Volvo’s Tariff Squeeze Shows How Other Automakers May Be Forced to Build More Vehicles in America

Volvo’s latest quarter reads like a snapshot of the pressure many global automakers are now facing in the U.S. market. The company said first-quarter operating profit fell 16% to 1.6 billion Swedish crowns, or about $172.6 million, while U.S. sales dropped 32% and China sales fell 17%. Volvo also acknowledged it underestimated the impact of the loss of the U.S. EV tax credit, especially because its plug-in hybrids had benefited heavily from the now-removed $7,500 incentive.

What stands out most is Volvo’s response. Instead of chasing volume with aggressive discounts, the company is trying to hold onto premium pricing and protect margins, even if that means giving up some sales in the short term. That is a risky move, but also a revealing one. It suggests Volvo believes the bigger threat is not just weaker demand, but getting dragged into a pricing war at the exact moment tariffs, currency swings, and global instability are already making the business harder to manage. Cost cuts have helped soften the blow so far, but Volvo has also made it clear that tariffs are changing the equation in a much more structural way.

And that is where this story becomes bigger than Volvo. The company plans to start building the XC60 in South Carolina in late 2026, adding local production beyond the EX90 already assembled there. That move looks less like a one-off adjustment and more like the kind of play other automakers selling imported vehicles in America may have to consider as tariff pressure lingers. If importing key models becomes too expensive, the obvious solution is to localize production, protect pricing power, and reduce exposure to policy swings that can wipe out margins almost overnight.
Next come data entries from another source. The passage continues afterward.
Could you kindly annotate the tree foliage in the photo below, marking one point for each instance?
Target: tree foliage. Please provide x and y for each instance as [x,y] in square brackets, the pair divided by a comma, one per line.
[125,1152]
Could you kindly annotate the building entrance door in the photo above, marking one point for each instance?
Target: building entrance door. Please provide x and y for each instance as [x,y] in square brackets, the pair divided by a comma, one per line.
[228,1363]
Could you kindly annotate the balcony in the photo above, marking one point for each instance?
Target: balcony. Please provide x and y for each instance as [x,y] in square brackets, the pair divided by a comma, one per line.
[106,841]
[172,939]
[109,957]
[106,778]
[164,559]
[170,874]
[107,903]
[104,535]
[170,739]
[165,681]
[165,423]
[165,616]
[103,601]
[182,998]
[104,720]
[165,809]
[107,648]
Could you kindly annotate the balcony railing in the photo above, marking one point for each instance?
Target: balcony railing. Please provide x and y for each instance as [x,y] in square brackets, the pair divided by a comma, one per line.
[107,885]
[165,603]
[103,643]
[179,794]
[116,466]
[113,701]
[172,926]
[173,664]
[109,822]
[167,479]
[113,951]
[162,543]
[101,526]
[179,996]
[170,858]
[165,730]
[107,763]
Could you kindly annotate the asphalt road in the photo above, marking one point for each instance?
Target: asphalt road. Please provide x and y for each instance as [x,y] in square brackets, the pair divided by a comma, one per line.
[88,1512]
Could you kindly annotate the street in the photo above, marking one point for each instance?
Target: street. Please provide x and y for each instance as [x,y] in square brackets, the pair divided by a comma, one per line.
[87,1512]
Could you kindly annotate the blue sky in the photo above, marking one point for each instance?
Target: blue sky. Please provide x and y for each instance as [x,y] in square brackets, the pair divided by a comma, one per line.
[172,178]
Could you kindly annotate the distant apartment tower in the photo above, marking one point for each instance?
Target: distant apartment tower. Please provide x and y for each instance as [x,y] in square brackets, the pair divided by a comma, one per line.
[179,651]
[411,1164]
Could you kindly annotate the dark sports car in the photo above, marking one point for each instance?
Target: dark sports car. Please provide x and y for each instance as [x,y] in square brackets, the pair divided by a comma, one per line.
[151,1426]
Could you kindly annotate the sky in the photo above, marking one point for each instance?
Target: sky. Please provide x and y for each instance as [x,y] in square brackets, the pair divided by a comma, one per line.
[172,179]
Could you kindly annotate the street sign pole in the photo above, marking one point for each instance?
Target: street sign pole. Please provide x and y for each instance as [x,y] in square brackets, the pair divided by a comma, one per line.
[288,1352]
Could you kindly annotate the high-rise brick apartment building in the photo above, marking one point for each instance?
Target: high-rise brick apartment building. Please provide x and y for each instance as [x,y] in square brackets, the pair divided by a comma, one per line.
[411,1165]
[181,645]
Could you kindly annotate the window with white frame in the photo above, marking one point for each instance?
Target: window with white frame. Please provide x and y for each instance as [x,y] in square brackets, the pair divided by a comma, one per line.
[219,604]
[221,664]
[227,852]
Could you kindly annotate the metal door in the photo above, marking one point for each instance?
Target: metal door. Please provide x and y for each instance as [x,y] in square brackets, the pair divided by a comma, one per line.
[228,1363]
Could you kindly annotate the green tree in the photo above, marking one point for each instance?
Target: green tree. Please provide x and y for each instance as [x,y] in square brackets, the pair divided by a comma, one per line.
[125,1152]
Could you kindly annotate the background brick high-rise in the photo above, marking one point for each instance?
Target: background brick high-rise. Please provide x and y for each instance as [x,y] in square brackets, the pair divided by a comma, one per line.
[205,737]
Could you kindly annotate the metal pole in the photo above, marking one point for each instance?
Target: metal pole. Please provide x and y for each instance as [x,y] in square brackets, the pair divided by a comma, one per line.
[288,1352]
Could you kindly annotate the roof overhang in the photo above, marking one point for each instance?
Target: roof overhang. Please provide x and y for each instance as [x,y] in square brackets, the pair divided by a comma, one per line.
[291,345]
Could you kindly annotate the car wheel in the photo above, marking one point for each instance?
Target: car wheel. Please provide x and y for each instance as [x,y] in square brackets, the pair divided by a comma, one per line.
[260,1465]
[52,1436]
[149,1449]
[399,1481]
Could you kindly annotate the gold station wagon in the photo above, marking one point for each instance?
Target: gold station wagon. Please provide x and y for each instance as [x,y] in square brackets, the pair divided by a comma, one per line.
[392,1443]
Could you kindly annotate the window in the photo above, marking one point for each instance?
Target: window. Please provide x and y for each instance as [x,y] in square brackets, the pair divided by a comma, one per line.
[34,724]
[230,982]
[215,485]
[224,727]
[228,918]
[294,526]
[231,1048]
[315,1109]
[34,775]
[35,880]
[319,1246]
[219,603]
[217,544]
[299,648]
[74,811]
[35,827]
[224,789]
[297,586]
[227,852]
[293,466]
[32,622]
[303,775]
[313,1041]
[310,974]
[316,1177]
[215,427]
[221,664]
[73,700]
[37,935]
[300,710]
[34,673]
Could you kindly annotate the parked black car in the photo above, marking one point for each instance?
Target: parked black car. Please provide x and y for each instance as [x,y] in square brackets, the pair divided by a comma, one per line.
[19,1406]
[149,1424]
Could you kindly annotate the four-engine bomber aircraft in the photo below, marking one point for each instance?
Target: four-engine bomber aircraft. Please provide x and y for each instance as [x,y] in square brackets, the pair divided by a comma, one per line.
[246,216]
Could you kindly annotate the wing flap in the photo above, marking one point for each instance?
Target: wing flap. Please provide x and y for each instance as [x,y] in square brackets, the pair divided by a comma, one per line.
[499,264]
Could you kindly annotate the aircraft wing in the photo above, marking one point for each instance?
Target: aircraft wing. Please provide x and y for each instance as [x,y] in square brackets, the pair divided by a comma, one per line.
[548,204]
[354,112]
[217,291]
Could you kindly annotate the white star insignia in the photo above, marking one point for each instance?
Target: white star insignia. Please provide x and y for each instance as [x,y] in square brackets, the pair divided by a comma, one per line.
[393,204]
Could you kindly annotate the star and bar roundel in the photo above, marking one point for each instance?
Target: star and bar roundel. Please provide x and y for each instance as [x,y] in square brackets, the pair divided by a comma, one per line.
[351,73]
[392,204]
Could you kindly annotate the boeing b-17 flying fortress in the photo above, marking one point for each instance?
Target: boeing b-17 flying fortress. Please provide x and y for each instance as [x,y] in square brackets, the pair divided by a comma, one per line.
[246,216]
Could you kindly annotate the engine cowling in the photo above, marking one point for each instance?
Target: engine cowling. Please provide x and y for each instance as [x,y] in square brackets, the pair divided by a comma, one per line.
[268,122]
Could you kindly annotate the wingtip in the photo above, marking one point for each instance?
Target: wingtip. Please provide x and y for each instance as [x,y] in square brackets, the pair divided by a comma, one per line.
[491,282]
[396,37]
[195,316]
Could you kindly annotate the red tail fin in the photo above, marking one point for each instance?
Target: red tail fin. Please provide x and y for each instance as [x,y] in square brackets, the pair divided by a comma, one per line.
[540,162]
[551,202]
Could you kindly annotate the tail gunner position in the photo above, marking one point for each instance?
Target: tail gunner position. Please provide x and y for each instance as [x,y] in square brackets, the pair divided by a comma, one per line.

It is not hard to imagine other automotive companies in America making similar decisions. European and Asian brands that rely heavily on imported hybrids, EVs, or premium crossovers could face the same choice Volvo is facing now: absorb the tariff pain, cut prices and hurt the brand, or move more production stateside. None of those options is simple, but local assembly starts to look a lot more attractive when import costs rise and subsidies disappear. In that sense, Volvo may just be one of the earlier examples of a broader trend where automakers increasingly build closer to the customer not just for logistics, but for survival.

The real takeaway here is that tariffs do not just change sticker prices. They can reshape product plans, factory strategy, and even brand positioning. Volvo is trying to stay premium while adjusting its manufacturing footprint, and that balancing act may soon become familiar across the industry. For automakers with a meaningful U.S. presence but too much dependence on imported vehicles, Volvo’s playbook could end up looking less like an exception and more like the future.